Гор горячее дыханье обволакивает Нору, и к ногам ее нисходят облака, снега и горы, и невидимые волны в небесах ее встречают, и, волнистой лаской полный, свет небес ее качает… Так вот час проходит, скоро в магазин пора спешить — и бежит по снегу Нора хлеба к ужину купить. Но с предчувствием недобрым дочку спрашивает мать:

— Разве в очереди можно целый вечер простоять?

— Мам, прости, но я к подруге заходила поболтать…

Дни над городом проходят, над горою пролетают, и весна едва заметно, словно семя, прорастает, а затем уже — как ливень, как морской соленый ветер, что от книги отрывает мысли девушки и в свете солнца прямо в поднебесье увлекает на простор.
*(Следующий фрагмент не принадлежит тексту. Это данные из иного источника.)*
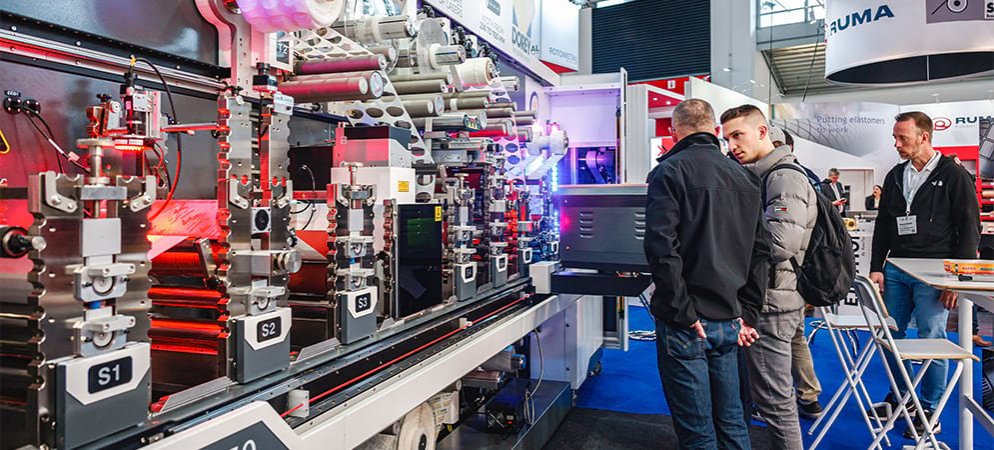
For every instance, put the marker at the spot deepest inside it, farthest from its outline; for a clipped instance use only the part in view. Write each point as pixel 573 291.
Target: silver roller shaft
pixel 424 108
pixel 457 104
pixel 444 76
pixel 419 87
pixel 510 83
pixel 342 64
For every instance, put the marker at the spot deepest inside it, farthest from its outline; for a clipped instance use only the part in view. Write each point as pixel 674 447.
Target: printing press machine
pixel 349 264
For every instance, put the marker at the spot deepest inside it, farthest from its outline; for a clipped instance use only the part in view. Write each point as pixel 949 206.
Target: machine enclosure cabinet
pixel 602 227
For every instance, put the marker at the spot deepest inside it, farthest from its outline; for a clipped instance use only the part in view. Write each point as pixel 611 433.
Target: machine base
pixel 553 402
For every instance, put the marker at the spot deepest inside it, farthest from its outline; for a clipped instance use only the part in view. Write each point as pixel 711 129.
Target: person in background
pixel 873 200
pixel 790 212
pixel 834 190
pixel 802 364
pixel 978 340
pixel 928 209
pixel 704 218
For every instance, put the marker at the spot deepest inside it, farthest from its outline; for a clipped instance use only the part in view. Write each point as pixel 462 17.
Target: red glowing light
pixel 129 148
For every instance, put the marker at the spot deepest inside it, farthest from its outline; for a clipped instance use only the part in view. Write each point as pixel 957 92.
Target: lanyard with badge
pixel 907 224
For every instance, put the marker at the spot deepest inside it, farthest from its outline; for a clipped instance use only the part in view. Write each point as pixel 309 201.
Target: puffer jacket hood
pixel 791 210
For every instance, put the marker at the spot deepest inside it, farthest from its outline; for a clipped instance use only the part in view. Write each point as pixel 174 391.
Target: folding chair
pixel 854 363
pixel 925 350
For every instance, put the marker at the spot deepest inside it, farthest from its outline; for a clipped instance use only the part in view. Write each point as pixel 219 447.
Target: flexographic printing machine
pixel 310 227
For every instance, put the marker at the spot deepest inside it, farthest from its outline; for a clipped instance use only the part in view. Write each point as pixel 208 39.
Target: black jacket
pixel 947 213
pixel 704 240
pixel 870 206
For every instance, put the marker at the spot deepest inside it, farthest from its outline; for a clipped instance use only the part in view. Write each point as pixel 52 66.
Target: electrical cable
pixel 58 156
pixel 179 140
pixel 71 157
pixel 530 394
pixel 162 163
pixel 310 203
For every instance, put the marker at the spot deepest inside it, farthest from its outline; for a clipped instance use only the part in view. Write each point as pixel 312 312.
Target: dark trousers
pixel 701 384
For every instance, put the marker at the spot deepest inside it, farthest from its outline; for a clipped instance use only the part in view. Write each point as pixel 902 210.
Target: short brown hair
pixel 695 114
pixel 922 121
pixel 742 111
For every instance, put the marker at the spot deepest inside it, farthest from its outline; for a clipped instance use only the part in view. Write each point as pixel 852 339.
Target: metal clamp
pixel 146 198
pixel 53 198
pixel 101 330
pixel 100 282
pixel 234 197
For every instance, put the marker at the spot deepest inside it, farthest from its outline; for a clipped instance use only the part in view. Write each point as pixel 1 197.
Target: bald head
pixel 693 116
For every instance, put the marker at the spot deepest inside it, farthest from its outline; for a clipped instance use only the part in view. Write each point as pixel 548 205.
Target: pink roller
pixel 339 65
pixel 331 89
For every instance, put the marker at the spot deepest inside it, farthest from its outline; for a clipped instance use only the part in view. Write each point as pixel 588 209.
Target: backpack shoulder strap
pixel 775 168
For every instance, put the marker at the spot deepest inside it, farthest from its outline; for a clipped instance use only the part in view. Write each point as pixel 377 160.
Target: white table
pixel 931 272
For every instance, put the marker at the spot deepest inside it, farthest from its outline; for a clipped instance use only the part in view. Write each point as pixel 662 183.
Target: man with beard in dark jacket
pixel 709 259
pixel 928 210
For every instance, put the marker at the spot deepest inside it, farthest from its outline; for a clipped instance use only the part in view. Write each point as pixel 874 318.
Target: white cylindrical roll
pixel 477 72
pixel 373 30
pixel 267 16
pixel 420 108
pixel 457 104
pixel 418 429
pixel 524 133
pixel 510 83
pixel 447 55
pixel 388 52
pixel 467 94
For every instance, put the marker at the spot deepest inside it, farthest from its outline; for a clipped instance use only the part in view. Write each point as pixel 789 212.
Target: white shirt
pixel 913 179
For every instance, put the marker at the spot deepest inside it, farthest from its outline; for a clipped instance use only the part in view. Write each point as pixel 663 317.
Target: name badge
pixel 907 225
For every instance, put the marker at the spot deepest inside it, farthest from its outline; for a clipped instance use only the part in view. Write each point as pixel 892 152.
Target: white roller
pixel 418 428
pixel 477 72
pixel 268 16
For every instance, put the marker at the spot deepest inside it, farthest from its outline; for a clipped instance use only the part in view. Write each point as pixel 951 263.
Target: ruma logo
pixel 854 19
pixel 941 123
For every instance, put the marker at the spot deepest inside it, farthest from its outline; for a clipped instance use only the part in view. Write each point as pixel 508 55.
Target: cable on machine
pixel 50 137
pixel 179 138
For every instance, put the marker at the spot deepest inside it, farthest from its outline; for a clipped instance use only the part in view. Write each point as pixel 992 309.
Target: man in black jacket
pixel 928 209
pixel 709 258
pixel 834 190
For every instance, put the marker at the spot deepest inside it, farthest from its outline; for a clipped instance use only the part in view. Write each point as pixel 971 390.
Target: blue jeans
pixel 701 384
pixel 904 295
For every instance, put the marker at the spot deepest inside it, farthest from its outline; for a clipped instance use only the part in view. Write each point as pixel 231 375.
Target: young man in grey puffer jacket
pixel 791 211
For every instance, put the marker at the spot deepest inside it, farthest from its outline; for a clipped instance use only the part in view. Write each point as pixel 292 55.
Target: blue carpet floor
pixel 629 383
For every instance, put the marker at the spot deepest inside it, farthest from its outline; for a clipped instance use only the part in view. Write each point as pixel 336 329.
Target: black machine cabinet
pixel 602 227
pixel 419 257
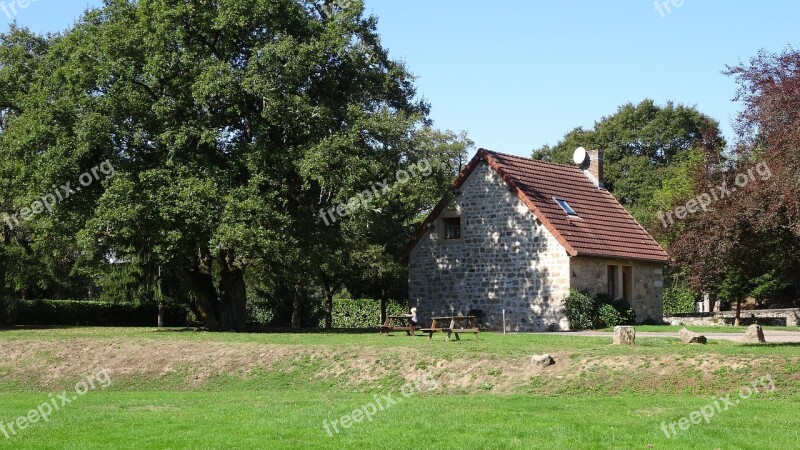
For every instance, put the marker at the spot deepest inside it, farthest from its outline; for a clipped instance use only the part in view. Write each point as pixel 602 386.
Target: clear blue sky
pixel 520 74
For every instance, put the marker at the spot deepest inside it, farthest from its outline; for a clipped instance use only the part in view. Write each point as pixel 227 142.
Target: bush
pixel 602 311
pixel 679 300
pixel 579 309
pixel 608 316
pixel 86 313
pixel 361 313
pixel 622 313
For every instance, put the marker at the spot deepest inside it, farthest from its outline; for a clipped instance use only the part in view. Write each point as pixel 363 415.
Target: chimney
pixel 595 169
pixel 591 163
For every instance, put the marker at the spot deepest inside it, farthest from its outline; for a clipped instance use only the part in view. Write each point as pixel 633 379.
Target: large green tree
pixel 642 145
pixel 229 124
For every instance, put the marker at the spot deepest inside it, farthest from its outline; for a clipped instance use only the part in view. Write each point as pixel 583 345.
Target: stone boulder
pixel 754 335
pixel 542 360
pixel 624 335
pixel 690 337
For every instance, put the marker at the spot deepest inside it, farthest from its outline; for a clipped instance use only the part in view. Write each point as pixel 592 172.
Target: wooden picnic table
pixel 397 323
pixel 451 328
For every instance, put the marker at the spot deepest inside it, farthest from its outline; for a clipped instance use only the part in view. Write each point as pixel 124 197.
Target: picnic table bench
pixel 451 328
pixel 397 323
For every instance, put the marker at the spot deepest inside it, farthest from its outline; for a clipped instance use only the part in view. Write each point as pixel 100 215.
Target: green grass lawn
pixel 704 329
pixel 286 403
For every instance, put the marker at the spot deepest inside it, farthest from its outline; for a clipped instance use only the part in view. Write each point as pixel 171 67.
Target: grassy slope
pixel 286 407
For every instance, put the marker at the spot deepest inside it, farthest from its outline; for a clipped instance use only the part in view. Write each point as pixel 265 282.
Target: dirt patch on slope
pixel 185 364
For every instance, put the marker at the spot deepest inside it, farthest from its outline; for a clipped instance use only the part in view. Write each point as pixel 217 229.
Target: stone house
pixel 518 234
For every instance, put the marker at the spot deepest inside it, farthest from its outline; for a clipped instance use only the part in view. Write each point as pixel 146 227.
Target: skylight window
pixel 565 206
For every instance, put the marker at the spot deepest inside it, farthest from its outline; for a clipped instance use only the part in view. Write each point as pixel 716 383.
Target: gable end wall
pixel 505 259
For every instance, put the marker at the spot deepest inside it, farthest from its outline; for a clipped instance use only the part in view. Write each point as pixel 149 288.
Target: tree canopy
pixel 229 124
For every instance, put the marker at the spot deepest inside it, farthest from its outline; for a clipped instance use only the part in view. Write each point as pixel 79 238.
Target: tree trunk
pixel 201 285
pixel 297 306
pixel 297 303
pixel 383 306
pixel 161 313
pixel 328 309
pixel 233 299
pixel 738 311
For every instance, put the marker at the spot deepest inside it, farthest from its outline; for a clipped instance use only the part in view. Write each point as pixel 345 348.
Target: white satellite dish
pixel 581 157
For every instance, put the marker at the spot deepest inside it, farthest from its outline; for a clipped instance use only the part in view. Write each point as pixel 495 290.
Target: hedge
pixel 361 313
pixel 88 313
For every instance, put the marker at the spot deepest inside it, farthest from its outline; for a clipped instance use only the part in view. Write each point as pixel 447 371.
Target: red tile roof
pixel 602 228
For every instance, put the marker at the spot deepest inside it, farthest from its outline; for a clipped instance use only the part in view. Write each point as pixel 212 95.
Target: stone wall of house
pixel 591 274
pixel 505 259
pixel 778 317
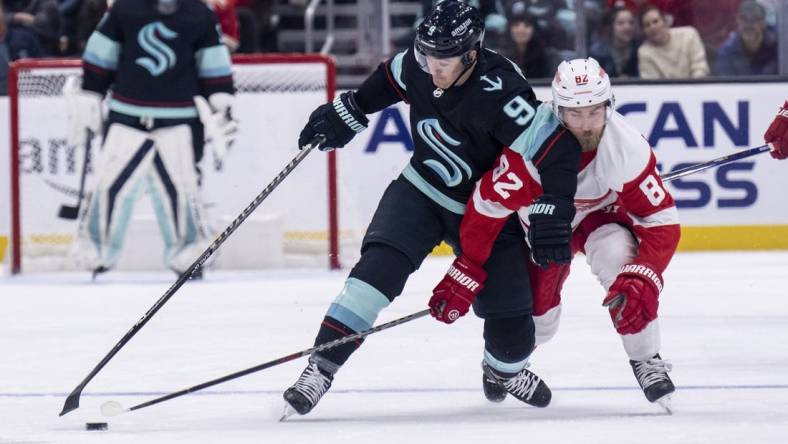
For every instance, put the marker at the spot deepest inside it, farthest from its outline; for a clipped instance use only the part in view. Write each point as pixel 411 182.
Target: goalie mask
pixel 579 83
pixel 452 29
Что же там, в далекой выси, за горбатой цепью гор, там, где грозных птиц в полете поглощает постепенно тайной дышащий простор?

— Нора, снова не учила? — возмущается учитель.

— Нет же, просто я… забыла!

И опять к вершинам снежным со страховочной веревкой поднимается спасатель и ныряет в пустоту. В ожиданье сердце Норы замирает от волненья, но, с небес спустившись, Дору возвращается назад и целует долго, нежно губы, волосы, глаза.

— Как там было?

— Как обычно, как во сне, как на картине — в этом мире бесподобном, что подобен лишь богине с дивным именем Норика…

— Что же там ты не остался?

— Мне чего-то не хватало!

— Ну а все же?

— Ты же знаешь — твоего святого лика, глаз твоих, моя богиня!

И тогда решилась Нора. Дом покинула украдкой, о себе оставив память лишь одной запиской краткой:

«Извини меня, мамуля, только там, на горном гребне, самый светлый, самый чистый мир погибнет без меня. Успокой, как можешь, папу и скажи ему потом, что напрасно он придумал, будто нужен мне диплом».

.   .   .   .   .   .   .   .   .   .   .   .   .   .   .   .   .   .   .   .   .

Сначала они поднялись на Чибин, и после дневного перехода добрались до турбазы Кынайя. Целую неделю обливались они по утрам ледяной родниковой водой, прогуливались по Езеру-Маре, питались консервами и предавались любви в тишине.

(Ребята удивлялись:

— Что с Дору? Женится, похоже?

— Да вздор! Это он брякнул сдуру…

И на других турбазах и в горных приютах время от времени спрашивали то же самое.)

Затем они одолели перевалы Чиндрелу и Оаша. Вернулись обратно через Припоаре и Кринц. Чтобы не заходить в город, снова поднялись к Прежбе. И оттуда, безрассудно рискуя жизнью, переправились через Олт и поднялись на Клая-Булзулуй, Кика-Феделешулуй и Тэтару, чтобы добраться (в тот же день!) как можно ближе к Суру. Стемнело, а горы, случается, жестоко карают за дерзость. Дальше они не пошли. Для ночлега нашли себе нишу в скале, расстелили двухместный спальник. Северный ветер в ночи кричал, словно зверь или птица. Нора не слышала ветра и сладко во сне прижималась к доброй и сильной груди… Прекрасным и сказочным майским утром они полегоньку спустились к Суру. И вот здесь Дору встретил старых друзей.